We may want DAM2 to be usable via the keyboard.

The goal is to allow browsing assets in a "natural way":


  • using arrows to navigate

  • using PageUp/PageDown for pagination

  • using Enter to select an asset

Problems / Issues

Facets and merge


DAM2 displays all documents having the Asset facet. This means the DAM plugin should add the Asset facet to all Picture/Video/Audio documents that already exist. This was a problem because Doc Types didn't support merge for Facets. This is now fixed.

Faceted search dependency


DAM2 will have a dependency on FacetedSearch, so the DAM package will need to embed faceted search in the Marketplace Package if we want to be able to install DAM on top of CAP (i.e. without DM).

This may require some changes in Faceted Search to be sure it won't give a funny UI or broken contrib on CAP (i.e. don't embeded FacetedSearch-DM part ).

Codec


Some work was done on the DAM codec (based on docPath) to be able to manage "null document" case. We need to add this fallback directly in the DocumentPathCodec.

HiddenInFacetedSearch


Faceted Search contributes the HiddenInFacetedSearch facet for the saved search documents.
This facet is used to filter the saved search from the result listing.

We should remove this facet and simply add the HiddenInNavigation facet. As for edit / manage saved search, we should propose a dedicated screen with a dedicated contentView that will simply bypass the HiddenInNavigation filtering.

ContentView, PageProvide and currentDocument


DAM contains a Master/Detail view type:


  • ContentView display the master / listing part

  • the currentDocument is displayed on the right panel


This means that when doing prev/next page on the ContentView we must update the currentDocument to one being part of the current page.

We will use an Event driven system based on Seam events:
contentViewChanged => update the currentDocument to be in the currentPage

The PageProvider itself cannot do it since it does not have access to Seam JSF.

The current idea is:


  • add a contributable listener in AbstractPageProvider

  • make ContentView add a Seam-aware listener class (that will fire a Seam event)

  • make DAM add a Seam listener that will update the currentDocument according to the currentPage

Drive

Automation changes

Object2JSON


For Drive requirements, Olivier had to add support for native Java Object 2 JSON marshaling.

Complex types


At the same time, Olivier started looking at the complex property limitations in Automation API. The create/update Automation API is really not easy to use to manage complex properties.

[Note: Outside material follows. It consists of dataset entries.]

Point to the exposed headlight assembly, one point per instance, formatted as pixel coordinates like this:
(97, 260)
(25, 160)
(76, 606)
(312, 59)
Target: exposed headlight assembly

Historically this was simply not possible, later a hack was added for the Android Client, but the full fix was never done.

A complete solution includes:


  • managing JSON encoded complex properties inside the PropertyMap object (already partially done)

  • send the PropertyMap object as a real JSON object when possible (i.e. remove the limitation for \n!)

  • update the Java Automation Client to manage complex properties and dirty states

Automation protocol version and non-regression


The changes introduced in Automation Marshaling may at some point impact compatibility.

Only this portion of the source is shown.